Fighting Fear

Yehoshua was due for his shots. My memory of him was that of a baby who waltzed through the appointment without much of a hue or cry. Shots were done, and we would move on with absolutely no stress. This time however, he whined and moaned before, during and after the shot. Three people had to hold him down!
It was not the pain, it was the fear of the pain that escalated the situation. 

A 16 month old will walk through a wall without any worry…He will fall and get up a hundred times with a smile, but the  moment you respond with a “shout” or “goodness!”, everything changes. He has seen and learnt that there is danger lurking beyond, out to get him. 
And the next time, he will look at the world with caution. He has figured the idea of fear. 

Caution is great, but a little more and the fear will overpower our every action.

It will define whether we will swing without care, take a huge leap into the water or feel the wind in our hair. Or it will decide that we will hold back, stay on the edges, and roll up the shades. 

In our head, we do umpteen number of things. We are the heroes of our graphic novels. We can ride the horse, drive through the jungles, battle an army, and outwit and defeat the bad guys.

In reality, however, we hardly ever step out of our comfort zones. We refuse to knock at the neighbour’s door and share a good word. We pretend that the art class, the dance class, the music class was not suave enough for us. We refuse to look up from the phones lest we have to say the first word or smile at the stranger. We shy away from asking that question that could tag us ‘uncool’. We behave like we are too old, too good enough, too smart, too sorted to want to do something new, something challenging because in truth, we are afraid. 


We are afraid to fail. 
We are afraid to disappoint. 
We are afraid to fall. 
We are afraid to lose. 
We are afraid of pain.
We are afraid of rejection. 
And these fears, we carry their burden through our lives. 

I know that my children were once brave, possibly like you and I were too. A part of them still is.
Their instinct is to try something new, to experiment, to climb a little higher or throw a little harder. But with time with us, they figure fear and failure. They battle between their need to attempt something and their courage to take up the challenge. They say no, even if their mind wants to say yes. Their instinct is to take a leap but they have learnt from us to hold back. 

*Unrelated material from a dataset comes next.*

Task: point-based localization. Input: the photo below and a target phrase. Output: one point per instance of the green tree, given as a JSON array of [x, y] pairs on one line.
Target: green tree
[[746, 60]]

Yehoshua now ‘hates’ maths. A few minutes into the lesson, he goes back to “I forgot how easy division really was”…but once again, a few weeks later if we attempt division, he will start with with “I hate Maths. I can’t!”

Fear has creeped in. But they have to court it, to get past it. 

To allow our kids to be afraid and to encourage them to move past their fear is our challenge as parents. And since they won’t say what they mean, most often, to break that cycle is challenging. “I can’t. I won’t.” for example is what my kid says for anything that he doubts himself about. 

To make the right inference about their words, their fears and their boundaries is our job.
And children never do as we tell them, no matter how eloquent our lesson. 
They do what we do. 
Yehoshua learnt to be afraid of bugs, insects and lizards from me. He also figured he had to save me from the lizard that made its way into our home, just like Thomas does for me every single time. 

Maybe that’s how we can break the cycle of fear. By letting them see our journey through and past our fears and vulnerabilities as sincerely, as honestly and as truthfully possible. By allowing them to see us powerless but undefeated. 

We face our fears and they learn to build courage. 
They learn to overcome and overpower their doubts.

And whenever they have to choose between holding back or taking a leap, they make a choice not because of their fears, but despite them. 
They figure that needles are painful, but they know that they can make it past. 
They learn that the water is possibly cold and uncomfortable but we just have to dive in to figure if it could be fun too!